Figure 3 also shows the water flow state, the number of cylinders,
The positional relationship between the inlet 2, the outlet 3, and the drain 4 is the same as that shown in FIG.

That is, a flow passage 36 is bored in the piston 9, an inlet lateral hole 37 is formed between the ring-shaped packings 10 and 12, and an outlet lateral hole 38 is formed between the ring-shaped packings 13 and 11, respectively.
It is designed to open to the

Furthermore, a piston upper part 9' that is connected to the rod 22 at the upper part and protruded into the flow path 36 at the lower part is connected to the piston 9.
form 2.

The operating rod 23 accommodates a spring 16 therein, and applies a pressing force to a rod joint 39 connected to the rod 22.

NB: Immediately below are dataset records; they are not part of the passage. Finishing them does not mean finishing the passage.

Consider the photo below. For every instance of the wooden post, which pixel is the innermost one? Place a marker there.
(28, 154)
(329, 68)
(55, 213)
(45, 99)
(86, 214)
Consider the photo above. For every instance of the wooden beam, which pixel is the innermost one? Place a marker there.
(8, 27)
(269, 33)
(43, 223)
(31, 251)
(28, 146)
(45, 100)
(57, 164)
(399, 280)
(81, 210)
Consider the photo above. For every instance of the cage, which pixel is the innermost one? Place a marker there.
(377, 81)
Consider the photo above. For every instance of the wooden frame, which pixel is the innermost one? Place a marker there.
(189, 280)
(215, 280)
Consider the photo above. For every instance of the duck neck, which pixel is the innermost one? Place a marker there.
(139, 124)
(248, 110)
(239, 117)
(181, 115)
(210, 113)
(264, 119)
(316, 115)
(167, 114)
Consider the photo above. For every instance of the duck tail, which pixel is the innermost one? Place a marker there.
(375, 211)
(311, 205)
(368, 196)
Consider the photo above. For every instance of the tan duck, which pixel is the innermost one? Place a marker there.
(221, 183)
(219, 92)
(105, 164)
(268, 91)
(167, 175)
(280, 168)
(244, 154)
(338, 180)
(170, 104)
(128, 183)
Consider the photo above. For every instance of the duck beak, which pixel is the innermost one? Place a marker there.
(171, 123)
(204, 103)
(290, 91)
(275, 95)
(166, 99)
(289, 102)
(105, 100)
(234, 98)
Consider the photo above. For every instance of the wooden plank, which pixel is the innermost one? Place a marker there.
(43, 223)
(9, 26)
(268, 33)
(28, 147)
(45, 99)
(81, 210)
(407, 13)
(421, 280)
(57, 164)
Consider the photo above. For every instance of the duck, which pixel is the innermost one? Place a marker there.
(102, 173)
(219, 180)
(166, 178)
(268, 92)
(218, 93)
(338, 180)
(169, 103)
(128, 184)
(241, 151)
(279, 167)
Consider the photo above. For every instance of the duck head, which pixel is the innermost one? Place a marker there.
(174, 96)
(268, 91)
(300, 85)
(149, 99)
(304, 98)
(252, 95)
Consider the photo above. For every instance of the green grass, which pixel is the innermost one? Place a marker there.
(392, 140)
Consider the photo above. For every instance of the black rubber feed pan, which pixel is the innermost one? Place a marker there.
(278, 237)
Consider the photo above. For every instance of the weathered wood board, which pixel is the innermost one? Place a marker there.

The operating rod 23 is operated by the pin 40 inserted into the rod joint 39.
and the rod joint 39 is locked.

In other words, the piston 9, rod 22, and rod joint 39 perform the same operation.

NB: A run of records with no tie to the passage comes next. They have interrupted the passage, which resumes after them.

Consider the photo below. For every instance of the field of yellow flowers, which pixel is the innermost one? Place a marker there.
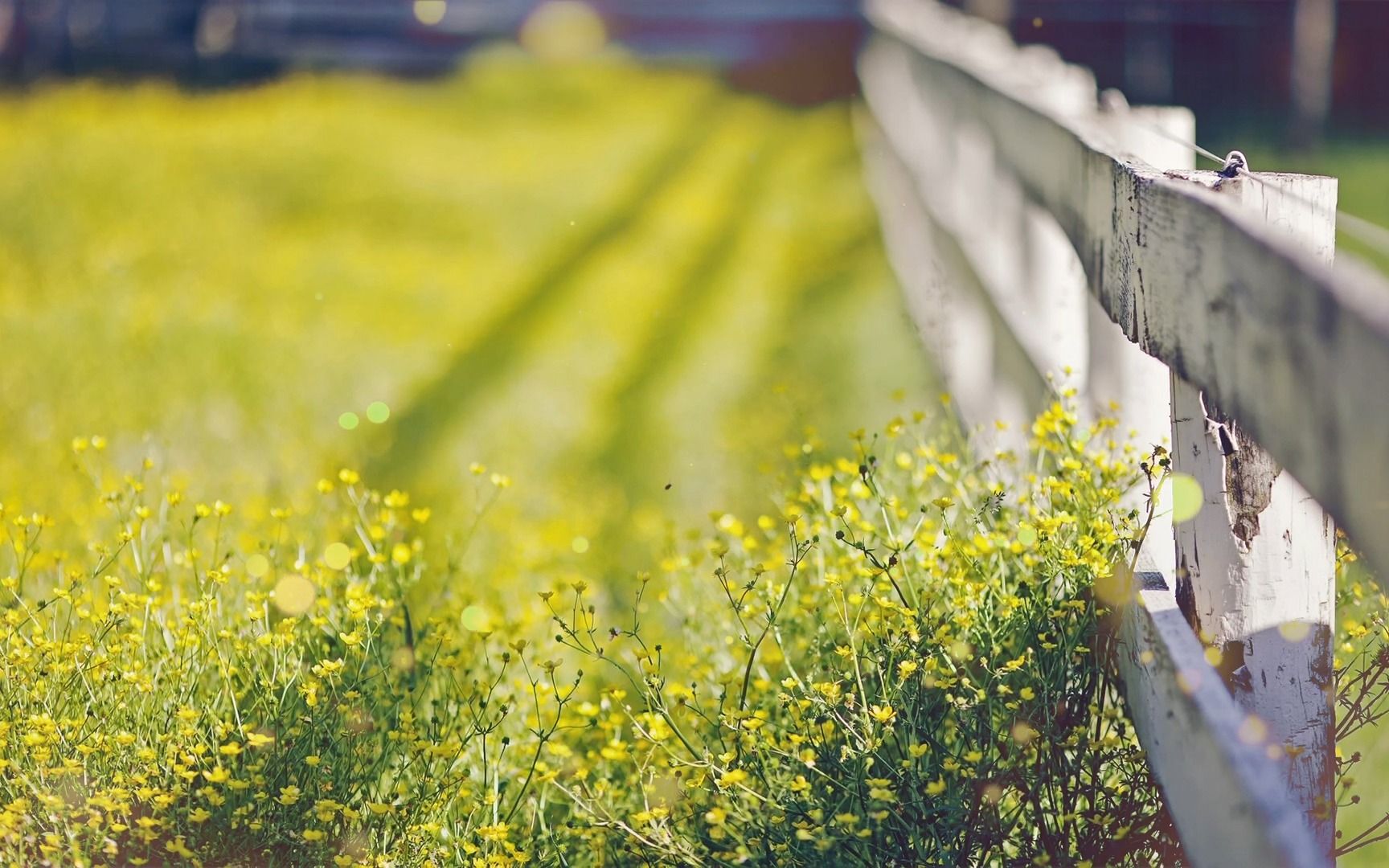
(463, 473)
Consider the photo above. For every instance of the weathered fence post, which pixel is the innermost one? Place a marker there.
(1256, 567)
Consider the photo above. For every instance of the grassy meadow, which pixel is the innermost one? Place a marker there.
(617, 284)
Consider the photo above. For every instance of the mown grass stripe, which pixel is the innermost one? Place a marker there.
(486, 362)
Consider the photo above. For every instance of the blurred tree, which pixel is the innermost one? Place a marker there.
(1314, 40)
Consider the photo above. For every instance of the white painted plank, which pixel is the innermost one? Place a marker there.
(1225, 797)
(1259, 563)
(986, 372)
(1295, 350)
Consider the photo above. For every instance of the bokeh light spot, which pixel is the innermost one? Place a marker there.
(295, 595)
(429, 11)
(475, 618)
(563, 30)
(337, 556)
(1188, 497)
(403, 658)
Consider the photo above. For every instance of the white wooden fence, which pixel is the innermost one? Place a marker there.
(1036, 228)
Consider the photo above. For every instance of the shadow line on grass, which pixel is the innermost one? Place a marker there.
(486, 362)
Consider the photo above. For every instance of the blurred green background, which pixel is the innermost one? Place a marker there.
(616, 284)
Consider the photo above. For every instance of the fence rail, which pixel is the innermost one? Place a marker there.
(1032, 234)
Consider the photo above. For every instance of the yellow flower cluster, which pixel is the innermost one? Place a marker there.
(899, 663)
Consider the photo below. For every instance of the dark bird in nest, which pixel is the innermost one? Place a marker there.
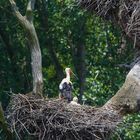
(65, 86)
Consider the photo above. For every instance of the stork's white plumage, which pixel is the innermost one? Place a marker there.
(65, 86)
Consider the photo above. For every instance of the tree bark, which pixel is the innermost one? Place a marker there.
(36, 60)
(4, 126)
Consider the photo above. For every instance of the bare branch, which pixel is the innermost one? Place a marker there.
(16, 11)
(29, 10)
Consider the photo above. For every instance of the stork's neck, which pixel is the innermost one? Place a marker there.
(68, 76)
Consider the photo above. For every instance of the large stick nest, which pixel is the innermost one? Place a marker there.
(126, 13)
(55, 119)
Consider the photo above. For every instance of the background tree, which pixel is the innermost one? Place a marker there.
(58, 27)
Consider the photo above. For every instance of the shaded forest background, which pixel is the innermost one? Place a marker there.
(69, 36)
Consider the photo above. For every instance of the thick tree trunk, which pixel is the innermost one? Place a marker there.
(36, 59)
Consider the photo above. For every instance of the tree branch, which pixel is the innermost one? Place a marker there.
(29, 10)
(16, 12)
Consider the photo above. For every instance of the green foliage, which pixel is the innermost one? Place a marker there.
(129, 129)
(63, 26)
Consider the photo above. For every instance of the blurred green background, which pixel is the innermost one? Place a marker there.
(69, 36)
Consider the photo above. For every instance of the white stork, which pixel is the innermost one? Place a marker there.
(65, 86)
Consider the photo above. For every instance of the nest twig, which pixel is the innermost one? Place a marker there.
(57, 120)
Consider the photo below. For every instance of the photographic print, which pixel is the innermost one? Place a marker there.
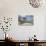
(25, 20)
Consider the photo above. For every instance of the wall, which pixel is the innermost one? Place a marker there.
(12, 8)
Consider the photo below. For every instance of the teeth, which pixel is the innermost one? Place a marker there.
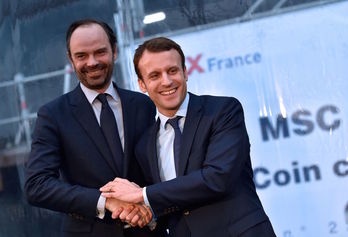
(168, 92)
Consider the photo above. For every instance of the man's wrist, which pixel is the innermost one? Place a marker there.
(101, 207)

The strength of the spring 16 can be adjusted by removing the handle screw 41 and turning the adjustment screw 35, and there is no need to pull out the rod 22 from the pipe 20 each time as in the embodiment shown in FIG. Adjusting the pressure becomes very easy.

The operating portion main body 21 and the operating rod 23 are screwed together by an operating screw 42, and as the handle 26 is rotated, the operating rod 23 rotates and rises to enter the draining state.

Other operating modes are similar to those in FIGS. 1 and 2.

The present invention has been described above with reference to the embodiments shown in FIGS. 1 to 3, but instead of manually operating the handle 26, electrical remote control is performed using the driving force of a motor or the like. It is also possible to provide a bypass on the side of the valve body 1 to use as a water passage or a communication port with the atmosphere, or to change the positional relationship of the inlet 2, outlet 3, and drain 4, and the position of the cylinder and ring-shaped packing. The number of valves may be changed as appropriate, the valve body 1 may be divided into two to allow the orientation of the inlet 2 and outlet 3 to be changed freely, or a secondary water stop valve such as a ball may be accommodated in the inlet 2. You are free to make any design changes.

As described above, in this invention, the anti-freeze faucet itself has a pressure reducing function, which eliminates accidents caused by water hammer, wasted water, and inconvenience when operating the faucet even in high-pressure areas. It has the advantage of being able to

[Brief explanation of drawings]

FIG. 1 is a vertical cross-sectional view of one embodiment of the present invention in a water-flowing state, FIG. 2 is a longitudinal cross-sectional view of main parts of another embodiment in a water-flowing state, and FIG. FIG. 2 is a longitudinal cross-sectional view showing two embodiments, also in a water-flowing state. 1...Valve body 2...Inflow port, 3...
... Outlet, 4... Drain port, 5-8...
...Cylinder, 9...Piston, 10-13
...Ring-shaped gasket, 14 ... Communication hole, 15 ... Pressure chamber, 16 ... Spring,
20... Pipe, 21... Operating unit main body, 22... Rod, 23... Operating rod.

Claims (1)

[Scope of utility model registration request] It is connected to the operation unit main body via a pipe, and there is an inlet on the side,
A piston having a required number of ring-shaped gaskets, which is connected via an operating lever and a rod, moves up and down inside the cylindrical valve body having an outflow port and a drainage port. In an antifreeze faucet of the type in which the ring-shaped gasket fits tightly onto two cylinders of the same diameter to stop water, the cylinders installed above and below the inlet, and the cylinders installed between the outlet and drain ports. A pressure chamber adjacent to the outlet is formed between the large and small cylinders by having a diameter difference between the cylinders, and the piston has a communication hole therein to open the lower end chamber of the piston to the atmosphere. A pressure-reducing antifreeze faucet that constantly receives downward force from a spring.